A string of gun-control measures failed to pass the 60-vote threshold
Washington: The US Senate has defeated a string of gun control measures including one aimed at expanding background checks for individual gun sales, a blow to reform efforts in the wake of the Orlando massacre.
Activists protest outside the National Rifle Association (NRA) headquarters in Virginia calling for a ban on assault weapons. Pic/AFP
Four amendments — two Democratic and two Republican — were introduced and received votes. All four failed to pass the 60-vote threshold necessary to advance in the Senate on Monday. The legislation was accelerated last week when Senator Chris Murphy staged a 15-hour marathon Senate speech pressing for common sense gun control in the wake of the attack on a Florida gay club that left 49 people dead.

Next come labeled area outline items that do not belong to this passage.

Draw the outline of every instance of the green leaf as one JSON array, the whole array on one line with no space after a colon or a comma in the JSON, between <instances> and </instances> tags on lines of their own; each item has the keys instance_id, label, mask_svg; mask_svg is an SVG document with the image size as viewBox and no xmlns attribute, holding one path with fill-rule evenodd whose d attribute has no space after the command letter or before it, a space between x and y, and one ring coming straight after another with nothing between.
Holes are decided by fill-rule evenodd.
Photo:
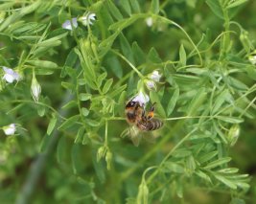
<instances>
[{"instance_id":1,"label":"green leaf","mask_svg":"<svg viewBox=\"0 0 256 204\"><path fill-rule=\"evenodd\" d=\"M230 86L237 88L242 91L246 91L248 90L248 86L245 85L244 82L241 80L236 79L235 78L228 77L228 83Z\"/></svg>"},{"instance_id":2,"label":"green leaf","mask_svg":"<svg viewBox=\"0 0 256 204\"><path fill-rule=\"evenodd\" d=\"M218 151L211 151L209 153L203 154L202 156L200 156L198 158L198 162L200 164L203 164L205 162L210 161L211 159L213 159L214 157L216 157L218 155Z\"/></svg>"},{"instance_id":3,"label":"green leaf","mask_svg":"<svg viewBox=\"0 0 256 204\"><path fill-rule=\"evenodd\" d=\"M68 102L66 104L64 104L61 108L63 109L67 109L67 108L71 108L71 107L76 107L78 105L77 101L70 101Z\"/></svg>"},{"instance_id":4,"label":"green leaf","mask_svg":"<svg viewBox=\"0 0 256 204\"><path fill-rule=\"evenodd\" d=\"M77 174L84 170L84 161L82 158L82 148L80 144L74 144L71 149L71 160L72 160L72 168L73 173Z\"/></svg>"},{"instance_id":5,"label":"green leaf","mask_svg":"<svg viewBox=\"0 0 256 204\"><path fill-rule=\"evenodd\" d=\"M74 83L65 82L65 81L61 81L61 86L64 87L65 89L69 89L72 91L74 91L76 88Z\"/></svg>"},{"instance_id":6,"label":"green leaf","mask_svg":"<svg viewBox=\"0 0 256 204\"><path fill-rule=\"evenodd\" d=\"M73 67L74 68L77 60L78 60L78 55L75 53L74 49L72 49L66 57L66 61L64 63L63 68L61 69L61 75L60 76L62 78L65 76L65 72L64 72L65 67Z\"/></svg>"},{"instance_id":7,"label":"green leaf","mask_svg":"<svg viewBox=\"0 0 256 204\"><path fill-rule=\"evenodd\" d=\"M110 69L112 70L113 74L118 79L121 79L123 77L123 68L116 57L114 56L108 57L106 58L106 63L108 67L110 67Z\"/></svg>"},{"instance_id":8,"label":"green leaf","mask_svg":"<svg viewBox=\"0 0 256 204\"><path fill-rule=\"evenodd\" d=\"M167 116L170 116L173 110L175 109L175 106L176 104L177 99L179 97L179 88L176 87L175 90L174 95L170 99L168 105L167 105Z\"/></svg>"},{"instance_id":9,"label":"green leaf","mask_svg":"<svg viewBox=\"0 0 256 204\"><path fill-rule=\"evenodd\" d=\"M103 160L101 161L97 161L97 152L96 150L93 149L92 152L92 163L93 163L93 167L96 172L97 177L99 178L99 180L104 183L105 181L105 168L103 165Z\"/></svg>"},{"instance_id":10,"label":"green leaf","mask_svg":"<svg viewBox=\"0 0 256 204\"><path fill-rule=\"evenodd\" d=\"M79 128L78 134L75 139L75 143L81 143L82 142L82 137L84 135L85 128L83 126Z\"/></svg>"},{"instance_id":11,"label":"green leaf","mask_svg":"<svg viewBox=\"0 0 256 204\"><path fill-rule=\"evenodd\" d=\"M103 88L103 93L106 94L106 92L109 90L109 88L111 87L113 83L113 79L109 79L105 81L104 88Z\"/></svg>"},{"instance_id":12,"label":"green leaf","mask_svg":"<svg viewBox=\"0 0 256 204\"><path fill-rule=\"evenodd\" d=\"M176 173L184 173L184 168L176 163L174 162L165 162L163 165L162 170L164 172L176 172Z\"/></svg>"},{"instance_id":13,"label":"green leaf","mask_svg":"<svg viewBox=\"0 0 256 204\"><path fill-rule=\"evenodd\" d=\"M131 47L127 39L127 37L121 34L120 35L120 43L121 43L121 50L124 53L124 56L132 63L134 64L134 58L132 56Z\"/></svg>"},{"instance_id":14,"label":"green leaf","mask_svg":"<svg viewBox=\"0 0 256 204\"><path fill-rule=\"evenodd\" d=\"M120 0L120 5L124 8L124 10L128 15L131 15L130 6L128 0Z\"/></svg>"},{"instance_id":15,"label":"green leaf","mask_svg":"<svg viewBox=\"0 0 256 204\"><path fill-rule=\"evenodd\" d=\"M87 125L89 125L90 126L99 126L101 125L100 122L94 121L94 120L90 120L90 119L85 119L85 123Z\"/></svg>"},{"instance_id":16,"label":"green leaf","mask_svg":"<svg viewBox=\"0 0 256 204\"><path fill-rule=\"evenodd\" d=\"M202 87L198 89L198 93L195 95L195 97L193 98L192 102L188 106L187 109L188 116L193 116L197 112L199 105L201 105L203 102L206 100L206 96L207 93L205 91L205 88Z\"/></svg>"},{"instance_id":17,"label":"green leaf","mask_svg":"<svg viewBox=\"0 0 256 204\"><path fill-rule=\"evenodd\" d=\"M154 14L159 12L159 0L151 0L151 11Z\"/></svg>"},{"instance_id":18,"label":"green leaf","mask_svg":"<svg viewBox=\"0 0 256 204\"><path fill-rule=\"evenodd\" d=\"M35 67L41 68L58 68L58 64L53 61L46 60L28 60L28 62Z\"/></svg>"},{"instance_id":19,"label":"green leaf","mask_svg":"<svg viewBox=\"0 0 256 204\"><path fill-rule=\"evenodd\" d=\"M241 124L244 122L244 119L238 117L218 116L217 118L230 124Z\"/></svg>"},{"instance_id":20,"label":"green leaf","mask_svg":"<svg viewBox=\"0 0 256 204\"><path fill-rule=\"evenodd\" d=\"M107 74L106 72L104 72L103 74L101 74L98 79L97 79L97 83L98 83L98 86L101 87L102 86L102 83L103 83L103 80L106 78Z\"/></svg>"},{"instance_id":21,"label":"green leaf","mask_svg":"<svg viewBox=\"0 0 256 204\"><path fill-rule=\"evenodd\" d=\"M210 7L211 11L220 18L224 19L222 8L220 1L206 0L206 4Z\"/></svg>"},{"instance_id":22,"label":"green leaf","mask_svg":"<svg viewBox=\"0 0 256 204\"><path fill-rule=\"evenodd\" d=\"M143 50L140 48L137 42L133 42L131 45L132 53L136 64L142 64L146 61L146 55Z\"/></svg>"},{"instance_id":23,"label":"green leaf","mask_svg":"<svg viewBox=\"0 0 256 204\"><path fill-rule=\"evenodd\" d=\"M229 187L230 189L237 189L237 186L230 180L226 179L225 177L219 175L219 174L214 174L214 176L221 182L222 182L224 185L226 185L227 187Z\"/></svg>"},{"instance_id":24,"label":"green leaf","mask_svg":"<svg viewBox=\"0 0 256 204\"><path fill-rule=\"evenodd\" d=\"M211 163L209 163L207 166L205 166L203 169L204 170L211 170L211 169L214 169L214 168L217 168L223 164L226 164L228 162L230 162L231 158L230 157L224 157L224 158L221 158L221 159L218 159L216 161L213 161Z\"/></svg>"},{"instance_id":25,"label":"green leaf","mask_svg":"<svg viewBox=\"0 0 256 204\"><path fill-rule=\"evenodd\" d=\"M212 109L212 114L214 115L222 107L224 102L232 102L233 98L227 89L224 89L215 100L215 103Z\"/></svg>"},{"instance_id":26,"label":"green leaf","mask_svg":"<svg viewBox=\"0 0 256 204\"><path fill-rule=\"evenodd\" d=\"M226 7L227 9L231 9L234 7L238 7L245 2L247 2L248 0L236 0L236 1L230 1L230 4L228 4L228 6Z\"/></svg>"},{"instance_id":27,"label":"green leaf","mask_svg":"<svg viewBox=\"0 0 256 204\"><path fill-rule=\"evenodd\" d=\"M233 197L229 204L246 204L244 200L237 197Z\"/></svg>"},{"instance_id":28,"label":"green leaf","mask_svg":"<svg viewBox=\"0 0 256 204\"><path fill-rule=\"evenodd\" d=\"M82 107L81 108L81 114L84 116L84 117L86 117L86 116L88 116L89 115L89 110L87 109L87 108L85 108L85 107Z\"/></svg>"},{"instance_id":29,"label":"green leaf","mask_svg":"<svg viewBox=\"0 0 256 204\"><path fill-rule=\"evenodd\" d=\"M80 98L80 101L81 102L85 102L85 101L88 101L91 99L91 94L88 94L88 93L81 93L79 98Z\"/></svg>"},{"instance_id":30,"label":"green leaf","mask_svg":"<svg viewBox=\"0 0 256 204\"><path fill-rule=\"evenodd\" d=\"M147 59L150 60L152 63L161 63L162 59L160 58L157 51L154 48L151 48Z\"/></svg>"},{"instance_id":31,"label":"green leaf","mask_svg":"<svg viewBox=\"0 0 256 204\"><path fill-rule=\"evenodd\" d=\"M191 151L187 150L187 149L184 149L184 148L176 149L173 153L173 156L175 157L175 158L184 158L184 157L187 157L187 156L190 156L190 155L191 155Z\"/></svg>"},{"instance_id":32,"label":"green leaf","mask_svg":"<svg viewBox=\"0 0 256 204\"><path fill-rule=\"evenodd\" d=\"M47 127L47 134L48 135L50 135L53 132L53 130L56 126L56 124L57 124L57 118L56 118L56 116L53 116L53 118L50 120L50 123L49 123L48 127Z\"/></svg>"},{"instance_id":33,"label":"green leaf","mask_svg":"<svg viewBox=\"0 0 256 204\"><path fill-rule=\"evenodd\" d=\"M238 172L239 169L237 168L226 168L226 169L222 169L222 170L218 170L218 172L220 173L236 173Z\"/></svg>"},{"instance_id":34,"label":"green leaf","mask_svg":"<svg viewBox=\"0 0 256 204\"><path fill-rule=\"evenodd\" d=\"M43 117L45 114L45 106L44 105L37 105L37 113L40 117Z\"/></svg>"},{"instance_id":35,"label":"green leaf","mask_svg":"<svg viewBox=\"0 0 256 204\"><path fill-rule=\"evenodd\" d=\"M165 110L161 104L161 102L160 102L160 99L159 99L157 93L151 91L150 93L150 98L151 98L151 102L156 102L156 104L155 104L156 111L155 112L159 113L159 115L162 116L163 118L166 118Z\"/></svg>"},{"instance_id":36,"label":"green leaf","mask_svg":"<svg viewBox=\"0 0 256 204\"><path fill-rule=\"evenodd\" d=\"M212 183L211 177L209 175L207 175L205 172L201 171L201 170L197 170L196 174L198 176L199 176L200 178L208 181L209 183Z\"/></svg>"},{"instance_id":37,"label":"green leaf","mask_svg":"<svg viewBox=\"0 0 256 204\"><path fill-rule=\"evenodd\" d=\"M134 11L134 12L141 12L140 11L140 5L137 0L129 0L130 5Z\"/></svg>"},{"instance_id":38,"label":"green leaf","mask_svg":"<svg viewBox=\"0 0 256 204\"><path fill-rule=\"evenodd\" d=\"M80 115L72 116L68 118L59 127L58 129L64 130L68 127L72 126L78 120L80 119Z\"/></svg>"},{"instance_id":39,"label":"green leaf","mask_svg":"<svg viewBox=\"0 0 256 204\"><path fill-rule=\"evenodd\" d=\"M181 44L179 48L179 62L181 66L186 66L187 55L184 46Z\"/></svg>"},{"instance_id":40,"label":"green leaf","mask_svg":"<svg viewBox=\"0 0 256 204\"><path fill-rule=\"evenodd\" d=\"M57 146L57 161L61 164L67 160L68 143L66 137L60 137Z\"/></svg>"}]
</instances>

Murphy’s amendment, which would have expanded background checks for individual gun sales to include those conducted at gun shows or online, failed to clear the procedural hurdle, going down 44 votes to 56.
A Republican measure expanding funding for the background check system also failed to advance, as did a Republican effort to authorise court orders that would delay gun sales by 72 hours for people on terror watch lists or “no-fly” lists to allow authorities to investigate the would-be purchasers.

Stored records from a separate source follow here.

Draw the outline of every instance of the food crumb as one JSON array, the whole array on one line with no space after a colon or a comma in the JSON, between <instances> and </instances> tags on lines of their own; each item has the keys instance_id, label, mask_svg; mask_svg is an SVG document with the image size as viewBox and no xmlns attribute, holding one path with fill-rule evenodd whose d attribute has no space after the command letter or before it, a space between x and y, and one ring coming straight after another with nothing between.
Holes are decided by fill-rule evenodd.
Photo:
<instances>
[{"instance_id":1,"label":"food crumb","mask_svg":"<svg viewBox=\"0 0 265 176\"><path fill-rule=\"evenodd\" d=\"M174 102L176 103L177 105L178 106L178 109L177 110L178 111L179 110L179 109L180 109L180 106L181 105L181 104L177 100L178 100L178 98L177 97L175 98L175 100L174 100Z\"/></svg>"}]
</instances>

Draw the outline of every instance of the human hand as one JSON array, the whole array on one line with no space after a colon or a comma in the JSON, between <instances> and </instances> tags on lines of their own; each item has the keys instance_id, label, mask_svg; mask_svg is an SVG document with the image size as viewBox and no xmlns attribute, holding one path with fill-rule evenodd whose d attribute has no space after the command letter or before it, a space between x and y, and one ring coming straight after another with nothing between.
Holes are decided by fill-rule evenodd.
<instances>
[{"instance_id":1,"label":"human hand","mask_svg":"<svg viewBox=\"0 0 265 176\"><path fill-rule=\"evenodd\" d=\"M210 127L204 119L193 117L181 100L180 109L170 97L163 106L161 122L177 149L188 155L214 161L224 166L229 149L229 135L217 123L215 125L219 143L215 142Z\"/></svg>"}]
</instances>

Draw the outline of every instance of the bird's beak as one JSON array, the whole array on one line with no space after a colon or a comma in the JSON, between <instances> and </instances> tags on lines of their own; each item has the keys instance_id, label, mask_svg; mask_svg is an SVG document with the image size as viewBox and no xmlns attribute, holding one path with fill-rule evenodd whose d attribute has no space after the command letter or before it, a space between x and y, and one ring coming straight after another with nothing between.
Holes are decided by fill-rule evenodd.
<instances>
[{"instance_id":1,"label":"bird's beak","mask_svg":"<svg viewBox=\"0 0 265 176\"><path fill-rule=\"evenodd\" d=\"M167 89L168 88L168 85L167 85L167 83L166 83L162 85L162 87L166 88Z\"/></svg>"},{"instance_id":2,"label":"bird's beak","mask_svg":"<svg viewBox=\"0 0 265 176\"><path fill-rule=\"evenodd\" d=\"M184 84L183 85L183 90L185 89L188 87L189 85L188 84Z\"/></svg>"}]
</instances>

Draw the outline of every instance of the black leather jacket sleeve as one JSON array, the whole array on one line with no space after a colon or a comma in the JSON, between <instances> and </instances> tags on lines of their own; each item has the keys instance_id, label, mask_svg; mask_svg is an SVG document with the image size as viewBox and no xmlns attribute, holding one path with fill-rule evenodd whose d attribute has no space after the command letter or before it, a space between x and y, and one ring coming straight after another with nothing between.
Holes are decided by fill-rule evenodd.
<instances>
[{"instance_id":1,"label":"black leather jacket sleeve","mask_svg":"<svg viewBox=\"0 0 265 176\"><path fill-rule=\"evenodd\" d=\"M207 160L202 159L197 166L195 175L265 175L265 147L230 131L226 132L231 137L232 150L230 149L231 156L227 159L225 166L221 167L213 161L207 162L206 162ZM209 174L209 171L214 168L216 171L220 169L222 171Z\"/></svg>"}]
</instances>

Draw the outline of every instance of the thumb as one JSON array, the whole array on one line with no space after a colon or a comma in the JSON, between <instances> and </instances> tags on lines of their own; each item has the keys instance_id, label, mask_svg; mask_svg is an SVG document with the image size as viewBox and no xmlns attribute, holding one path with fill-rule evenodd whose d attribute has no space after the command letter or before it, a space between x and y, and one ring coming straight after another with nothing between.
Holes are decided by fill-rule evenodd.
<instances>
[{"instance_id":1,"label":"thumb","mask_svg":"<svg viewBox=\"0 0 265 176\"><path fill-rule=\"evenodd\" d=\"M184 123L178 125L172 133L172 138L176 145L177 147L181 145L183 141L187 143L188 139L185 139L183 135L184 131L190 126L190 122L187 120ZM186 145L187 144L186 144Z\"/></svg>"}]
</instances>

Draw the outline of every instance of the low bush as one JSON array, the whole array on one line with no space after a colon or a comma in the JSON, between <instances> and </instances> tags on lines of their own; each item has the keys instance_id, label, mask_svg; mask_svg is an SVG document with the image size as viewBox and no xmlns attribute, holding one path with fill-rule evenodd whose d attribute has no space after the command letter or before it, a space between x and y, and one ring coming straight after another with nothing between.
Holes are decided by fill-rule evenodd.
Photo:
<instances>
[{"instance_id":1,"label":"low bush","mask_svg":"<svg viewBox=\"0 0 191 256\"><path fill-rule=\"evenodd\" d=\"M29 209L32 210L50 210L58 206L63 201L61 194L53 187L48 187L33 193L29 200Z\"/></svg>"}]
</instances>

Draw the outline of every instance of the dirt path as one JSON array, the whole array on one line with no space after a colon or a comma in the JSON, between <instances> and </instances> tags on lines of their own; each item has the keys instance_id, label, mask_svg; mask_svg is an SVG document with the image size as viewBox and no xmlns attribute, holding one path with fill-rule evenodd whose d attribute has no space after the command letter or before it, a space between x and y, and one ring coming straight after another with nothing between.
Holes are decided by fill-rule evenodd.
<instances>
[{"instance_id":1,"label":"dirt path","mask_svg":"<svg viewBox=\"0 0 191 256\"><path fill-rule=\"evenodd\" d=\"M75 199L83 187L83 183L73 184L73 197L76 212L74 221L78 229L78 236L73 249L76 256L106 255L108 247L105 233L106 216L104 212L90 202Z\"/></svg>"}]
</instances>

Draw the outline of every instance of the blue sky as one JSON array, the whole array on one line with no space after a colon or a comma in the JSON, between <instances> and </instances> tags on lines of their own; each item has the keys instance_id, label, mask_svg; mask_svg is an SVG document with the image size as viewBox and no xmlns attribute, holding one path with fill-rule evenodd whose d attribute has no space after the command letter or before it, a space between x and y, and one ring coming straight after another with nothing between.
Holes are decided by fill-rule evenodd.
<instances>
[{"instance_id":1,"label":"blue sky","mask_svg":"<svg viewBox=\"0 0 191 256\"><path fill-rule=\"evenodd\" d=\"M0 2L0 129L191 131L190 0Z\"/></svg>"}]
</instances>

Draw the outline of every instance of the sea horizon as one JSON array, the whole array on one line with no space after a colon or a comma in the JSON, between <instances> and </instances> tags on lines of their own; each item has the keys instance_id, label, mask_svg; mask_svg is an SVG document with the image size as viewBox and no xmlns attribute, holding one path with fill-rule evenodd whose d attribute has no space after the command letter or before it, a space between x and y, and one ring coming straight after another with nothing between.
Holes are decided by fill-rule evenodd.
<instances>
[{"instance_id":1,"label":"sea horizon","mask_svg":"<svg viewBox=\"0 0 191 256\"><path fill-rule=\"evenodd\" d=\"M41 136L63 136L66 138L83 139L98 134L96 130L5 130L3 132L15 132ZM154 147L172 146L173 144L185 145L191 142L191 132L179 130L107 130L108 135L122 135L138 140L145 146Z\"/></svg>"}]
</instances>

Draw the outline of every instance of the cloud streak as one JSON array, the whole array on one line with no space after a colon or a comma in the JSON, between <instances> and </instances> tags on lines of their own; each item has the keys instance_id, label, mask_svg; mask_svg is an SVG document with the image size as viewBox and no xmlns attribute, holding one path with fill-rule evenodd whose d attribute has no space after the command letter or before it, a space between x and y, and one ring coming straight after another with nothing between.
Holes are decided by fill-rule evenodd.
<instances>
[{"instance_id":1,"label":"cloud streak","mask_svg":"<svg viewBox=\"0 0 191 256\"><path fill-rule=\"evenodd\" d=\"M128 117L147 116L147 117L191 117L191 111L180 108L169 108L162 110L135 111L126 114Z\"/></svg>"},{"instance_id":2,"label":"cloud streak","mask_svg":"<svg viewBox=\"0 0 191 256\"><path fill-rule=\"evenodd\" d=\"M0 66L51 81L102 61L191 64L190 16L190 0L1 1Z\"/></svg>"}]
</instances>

Democrats had felt that the measure was not restrictive enough. The fourth defeated measure, by Democrat Dianne Feinstein, would have prevented gun sales to people featured on “no-fly” terrorism screening lists.
Greg Evers, a Republican candidate for Congress in Florida has launched a contest on his Facebook campaign page to give away a semi-automatic rifle on July 4. The custom-built AR-15 rifle, which the Evers campaign says is the “Homeland Defender” collector’s edition, will be given away to a randomly chosen person who has liked and shared Evers’ page or signed up on his campaign website.